Je vais parler de choses personnelles directement. Je vais aller droit au but. J’aime bien faire ça. C’est un bon style.
J’ ai grandi dans un monastère. J’étais déjà en Inde lorsque j’avais seize mois. J’étais déjà en train de passer des tests pour savoir si j’étais la réincarnation ou pas. J’ai commencé mes études officielles au monastère à l’âge de six ans.
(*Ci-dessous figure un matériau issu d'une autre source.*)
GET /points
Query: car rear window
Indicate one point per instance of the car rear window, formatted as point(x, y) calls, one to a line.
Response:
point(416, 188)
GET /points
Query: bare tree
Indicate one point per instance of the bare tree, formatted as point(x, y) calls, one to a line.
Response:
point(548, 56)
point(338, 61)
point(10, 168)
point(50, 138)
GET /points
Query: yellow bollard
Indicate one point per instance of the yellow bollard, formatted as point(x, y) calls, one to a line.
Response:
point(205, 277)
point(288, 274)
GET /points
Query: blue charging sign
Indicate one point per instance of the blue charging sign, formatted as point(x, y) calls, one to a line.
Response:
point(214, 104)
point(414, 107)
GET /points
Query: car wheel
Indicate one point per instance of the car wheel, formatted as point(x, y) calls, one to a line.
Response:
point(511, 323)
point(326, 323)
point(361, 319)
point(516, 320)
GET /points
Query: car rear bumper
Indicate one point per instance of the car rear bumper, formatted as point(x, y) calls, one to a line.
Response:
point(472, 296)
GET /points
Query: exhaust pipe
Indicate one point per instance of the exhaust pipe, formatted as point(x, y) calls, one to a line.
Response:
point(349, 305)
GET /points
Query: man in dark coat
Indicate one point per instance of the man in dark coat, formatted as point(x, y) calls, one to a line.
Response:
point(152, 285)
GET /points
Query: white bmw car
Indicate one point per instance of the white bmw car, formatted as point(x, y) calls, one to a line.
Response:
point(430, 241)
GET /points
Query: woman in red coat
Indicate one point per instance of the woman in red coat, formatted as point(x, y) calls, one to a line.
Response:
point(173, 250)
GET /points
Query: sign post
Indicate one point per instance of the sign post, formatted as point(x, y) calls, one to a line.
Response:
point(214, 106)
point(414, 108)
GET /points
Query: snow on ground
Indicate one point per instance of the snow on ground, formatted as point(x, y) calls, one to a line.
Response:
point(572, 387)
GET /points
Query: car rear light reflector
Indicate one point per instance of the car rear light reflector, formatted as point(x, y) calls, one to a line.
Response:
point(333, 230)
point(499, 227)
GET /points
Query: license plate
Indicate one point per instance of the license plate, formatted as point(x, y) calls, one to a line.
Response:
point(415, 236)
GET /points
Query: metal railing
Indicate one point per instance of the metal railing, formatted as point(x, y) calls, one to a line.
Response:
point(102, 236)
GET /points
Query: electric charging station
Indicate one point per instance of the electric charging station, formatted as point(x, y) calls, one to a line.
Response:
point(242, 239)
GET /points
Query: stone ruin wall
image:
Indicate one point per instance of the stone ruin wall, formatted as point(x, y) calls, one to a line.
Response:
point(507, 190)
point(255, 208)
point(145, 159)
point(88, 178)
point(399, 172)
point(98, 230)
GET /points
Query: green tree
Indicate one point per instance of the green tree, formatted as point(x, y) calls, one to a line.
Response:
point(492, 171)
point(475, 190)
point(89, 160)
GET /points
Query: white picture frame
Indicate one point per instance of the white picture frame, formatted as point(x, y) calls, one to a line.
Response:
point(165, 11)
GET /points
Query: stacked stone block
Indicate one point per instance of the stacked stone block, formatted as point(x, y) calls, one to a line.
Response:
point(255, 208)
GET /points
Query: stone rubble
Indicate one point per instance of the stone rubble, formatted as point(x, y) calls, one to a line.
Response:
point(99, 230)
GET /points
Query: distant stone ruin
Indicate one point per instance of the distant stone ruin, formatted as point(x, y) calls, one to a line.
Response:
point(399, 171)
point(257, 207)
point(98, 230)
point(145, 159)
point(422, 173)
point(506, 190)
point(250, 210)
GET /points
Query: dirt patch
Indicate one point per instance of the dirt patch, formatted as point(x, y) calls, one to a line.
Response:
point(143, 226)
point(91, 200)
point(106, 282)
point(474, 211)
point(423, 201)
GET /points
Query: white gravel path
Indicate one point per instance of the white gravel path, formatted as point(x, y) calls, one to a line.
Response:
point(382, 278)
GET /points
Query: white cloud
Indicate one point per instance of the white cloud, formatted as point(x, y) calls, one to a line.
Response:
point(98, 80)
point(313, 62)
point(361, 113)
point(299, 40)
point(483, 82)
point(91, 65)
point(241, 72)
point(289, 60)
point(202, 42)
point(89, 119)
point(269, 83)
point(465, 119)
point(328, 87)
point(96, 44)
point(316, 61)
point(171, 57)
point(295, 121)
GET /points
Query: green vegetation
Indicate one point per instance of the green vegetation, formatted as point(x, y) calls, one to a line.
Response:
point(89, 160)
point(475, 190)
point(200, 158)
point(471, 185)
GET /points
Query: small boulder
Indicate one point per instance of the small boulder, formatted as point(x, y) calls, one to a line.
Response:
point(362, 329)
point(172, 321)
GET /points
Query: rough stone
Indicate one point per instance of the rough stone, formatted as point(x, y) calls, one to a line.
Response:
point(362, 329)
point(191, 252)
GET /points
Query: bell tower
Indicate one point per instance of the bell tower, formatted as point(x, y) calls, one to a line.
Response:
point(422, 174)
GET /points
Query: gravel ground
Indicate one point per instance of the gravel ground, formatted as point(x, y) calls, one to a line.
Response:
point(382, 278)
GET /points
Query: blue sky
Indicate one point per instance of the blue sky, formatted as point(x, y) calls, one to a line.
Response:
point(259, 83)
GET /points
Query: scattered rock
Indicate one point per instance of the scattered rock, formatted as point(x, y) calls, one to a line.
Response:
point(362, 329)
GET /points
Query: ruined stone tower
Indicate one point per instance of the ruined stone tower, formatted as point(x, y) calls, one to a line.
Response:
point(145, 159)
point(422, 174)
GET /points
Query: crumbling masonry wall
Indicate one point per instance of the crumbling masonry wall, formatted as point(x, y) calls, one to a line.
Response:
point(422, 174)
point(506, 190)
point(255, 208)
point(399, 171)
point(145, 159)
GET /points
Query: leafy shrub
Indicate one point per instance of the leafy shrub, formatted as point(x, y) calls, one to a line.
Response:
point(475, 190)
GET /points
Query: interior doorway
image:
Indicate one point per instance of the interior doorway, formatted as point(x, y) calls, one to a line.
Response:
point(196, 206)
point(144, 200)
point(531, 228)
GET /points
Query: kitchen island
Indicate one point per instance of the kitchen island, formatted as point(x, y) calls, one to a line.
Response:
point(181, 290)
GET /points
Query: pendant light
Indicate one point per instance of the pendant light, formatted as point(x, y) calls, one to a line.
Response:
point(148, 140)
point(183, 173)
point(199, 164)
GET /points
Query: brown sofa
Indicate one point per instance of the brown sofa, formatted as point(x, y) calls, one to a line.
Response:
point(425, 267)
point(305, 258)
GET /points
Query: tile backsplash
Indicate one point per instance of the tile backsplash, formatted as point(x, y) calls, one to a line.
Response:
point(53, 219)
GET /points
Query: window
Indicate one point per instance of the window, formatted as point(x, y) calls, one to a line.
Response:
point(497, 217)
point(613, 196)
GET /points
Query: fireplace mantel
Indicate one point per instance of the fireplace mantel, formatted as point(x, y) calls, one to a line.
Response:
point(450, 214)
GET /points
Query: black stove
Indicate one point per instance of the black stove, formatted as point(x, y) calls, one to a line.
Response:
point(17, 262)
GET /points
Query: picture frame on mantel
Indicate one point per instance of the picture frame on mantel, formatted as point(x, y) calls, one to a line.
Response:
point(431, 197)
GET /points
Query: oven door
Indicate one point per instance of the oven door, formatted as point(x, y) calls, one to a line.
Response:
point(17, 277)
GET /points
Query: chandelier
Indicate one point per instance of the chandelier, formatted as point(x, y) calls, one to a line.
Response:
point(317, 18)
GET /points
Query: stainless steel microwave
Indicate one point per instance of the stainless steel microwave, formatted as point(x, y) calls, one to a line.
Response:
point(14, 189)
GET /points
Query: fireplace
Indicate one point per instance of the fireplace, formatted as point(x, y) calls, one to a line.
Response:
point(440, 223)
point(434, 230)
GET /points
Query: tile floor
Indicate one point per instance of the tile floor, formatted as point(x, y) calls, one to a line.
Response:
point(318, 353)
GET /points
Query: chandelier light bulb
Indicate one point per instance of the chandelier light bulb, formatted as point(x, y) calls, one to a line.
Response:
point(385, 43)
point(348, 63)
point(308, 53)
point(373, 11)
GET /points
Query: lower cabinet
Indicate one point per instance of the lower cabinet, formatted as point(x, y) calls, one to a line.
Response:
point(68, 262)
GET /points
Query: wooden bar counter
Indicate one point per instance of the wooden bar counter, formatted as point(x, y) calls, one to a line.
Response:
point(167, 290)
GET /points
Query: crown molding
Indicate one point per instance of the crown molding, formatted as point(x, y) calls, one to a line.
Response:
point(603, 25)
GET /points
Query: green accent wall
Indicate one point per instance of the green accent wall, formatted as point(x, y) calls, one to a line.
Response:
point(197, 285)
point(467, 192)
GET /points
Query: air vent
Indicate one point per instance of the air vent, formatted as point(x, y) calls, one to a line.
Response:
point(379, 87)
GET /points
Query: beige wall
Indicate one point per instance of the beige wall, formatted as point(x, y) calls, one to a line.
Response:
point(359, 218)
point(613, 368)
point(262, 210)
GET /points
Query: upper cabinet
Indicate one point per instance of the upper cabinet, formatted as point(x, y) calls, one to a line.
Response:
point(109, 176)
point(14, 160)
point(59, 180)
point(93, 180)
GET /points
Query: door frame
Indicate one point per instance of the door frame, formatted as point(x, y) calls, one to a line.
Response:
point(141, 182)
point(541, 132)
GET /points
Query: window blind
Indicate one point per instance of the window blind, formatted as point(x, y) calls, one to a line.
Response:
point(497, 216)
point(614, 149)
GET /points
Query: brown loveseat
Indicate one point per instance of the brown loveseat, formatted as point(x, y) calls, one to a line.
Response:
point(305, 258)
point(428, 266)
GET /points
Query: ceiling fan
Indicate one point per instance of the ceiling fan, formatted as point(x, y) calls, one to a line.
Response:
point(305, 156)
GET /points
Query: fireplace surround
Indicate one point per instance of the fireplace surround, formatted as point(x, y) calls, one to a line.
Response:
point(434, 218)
Avant cela, j’étais à Kopan. Après je suis allé en Suisse. Et lorsque j’ai eu six ans, je suis allé directement à Séra, dans le sud de l’Inde. C’est un grand monastère. Six ou sept cent moines vivent et étudient là bas. Donc, oui, j’ai commencé à étudier très jeune. J’ai beaucoup étudié la philosophie bouddhiste. Ça n’avait pas trop de sens pour moi à ce moment là. J’étais juste nourri de cela, d’une certaine manière. Je mangeais ce qu’on me donnait. Tout cela a commencé à vraiment avoir du sens lorsque j’ai quitté le monastère. Être au monastère était un très beau concept. Mais même si c’était un très beau concept, ça ne faisait pas sens. Je ne comprenais pas ce que c’était, le samsara. Qu’est ce que c’est le samsara, pour un enfant? Lorsqu’on est enfant, on ne pense pas à ces concepts. J’espère que vous comprenez. Les adultes souffrent beaucoup plus mentalement. Pourquoi ? Qu’est ce qui se passe avec les adultes? Pourquoi ils se font tant de soucis et tout ça? Vous savez? Quand j’étais enfant, rien de tout cela n’avait d’importance pour moi. J’étudiais juste des concepts intellectuels. C’était juste des noms. Des idées. Des interprétations. De l’information.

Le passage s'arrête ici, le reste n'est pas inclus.